16Dans ce deuxième scénario, tout comme dans le premier, nous sommes à la recherche de la raison pour laquelle Huizinga et Jolles se sont séparés en 1933. Cette fois-ci la réponse vient de l’extérieur. J’ai relu par hasard une correspondance que j’avais entamée entre 1971 et 1974 avec Mea Nijland-Verwey (1892-1978), la fille du poète et professeur à l’Université de Leyde Albert Verwey. Je lui avais demandé si elle en savait plus sur la séparation entre Huizinga et Jolles. Voici sa réponse du 25 octobre 1972 [traduite du néerlandais par W. T.] :
Cette dernière visite de Jolles à Huizinga ne cesse de m’intriguer. A[ndré] J[olles] ne peut tout de même pas avoir espéré de pouvoir convertir J[ohan] H[uizinga] au Nazisme ! Il doit lui avoir fait une demande à laquelle il pouvait espérer recevoir une réponse favorable, concernant des faits antérieurs, et que Huizinga a refusé. Mais comme à ce sujet il n’y a aucune preuve écrite, cela doit rester une supposition.
- 24 Ceci explique la réaction de Richard Roland Holst dans sa réponse du 12 octobre 1933 à Huizinga con (...)
17Quelle demande concrète Jolles a-t-il pu faire à Huizinga le 9 octobre 1933, qui ait pu conduire à une rupture entre les deux amis ? Il peut l’avoir prié de se servir de son influence (auprès des autorités ? auprès de la Cour ? — avec laquelle Huizinga entretenait des relations étroites) pour que Jan Jolles, se trouvant en Hollande avec un faux passeport, ne soit pas arrêté ni interné, et qu’avant tout il ne soit pas livré à l’Allemagne, car dans ce cas il serait sûrement envoyé dans un camp de concentration, et Jolles savait indubitablement ce que cela signifiait pour un communiste.

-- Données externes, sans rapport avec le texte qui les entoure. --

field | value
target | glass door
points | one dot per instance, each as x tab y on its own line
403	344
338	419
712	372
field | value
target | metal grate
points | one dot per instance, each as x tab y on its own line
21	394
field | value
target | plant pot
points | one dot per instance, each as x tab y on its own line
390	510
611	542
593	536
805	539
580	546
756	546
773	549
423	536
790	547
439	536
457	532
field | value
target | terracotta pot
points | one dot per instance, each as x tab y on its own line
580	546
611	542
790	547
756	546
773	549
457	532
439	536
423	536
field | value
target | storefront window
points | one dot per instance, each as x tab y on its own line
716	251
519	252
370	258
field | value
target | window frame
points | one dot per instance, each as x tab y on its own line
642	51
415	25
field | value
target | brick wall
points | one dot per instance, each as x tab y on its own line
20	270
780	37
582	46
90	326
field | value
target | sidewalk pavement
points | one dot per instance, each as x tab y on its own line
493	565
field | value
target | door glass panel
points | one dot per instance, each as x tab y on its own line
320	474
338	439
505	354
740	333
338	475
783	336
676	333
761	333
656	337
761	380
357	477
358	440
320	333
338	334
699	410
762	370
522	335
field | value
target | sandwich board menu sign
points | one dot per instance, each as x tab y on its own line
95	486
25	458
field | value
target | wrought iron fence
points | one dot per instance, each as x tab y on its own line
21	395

Ou bien, Jolles a prié Huizinga de bien vouloir héberger son fils en secret pendant son séjour aux Pays-Bas afin de diminuer le risque qu’il soit arrêté ; Huizinga a dû rejeter avec une fermeté et une indignation parfaitement admissibles, ainsi qu’avec un non possumus compréhensible, les demandes de Jolles24. Il ne fait aucun doute que des paroles très dures ont été échangées, qui ont finalement conduit à la rupture avec Huizinga, après quoi Jolles est retourné sans résultat à Leipzig. Le désarroi de Huizinga est connu.
18Quoi qu’il en soit, ce lundi 9 octobre 1933 Johan Huizinga de Leyde, Jolles de Leipzig et Jan Andries Jolles alias Manuel Casson Arribar de Moscou, se trouvaient simultanément à Amsterdam. Cela ne peut indubitablement être contesté ou être imputé au hasard. Cependant, ce constat mène inéluctablement au rejet total du premier scénario, car il ne tient pas compte de la présence d’un troisième homme.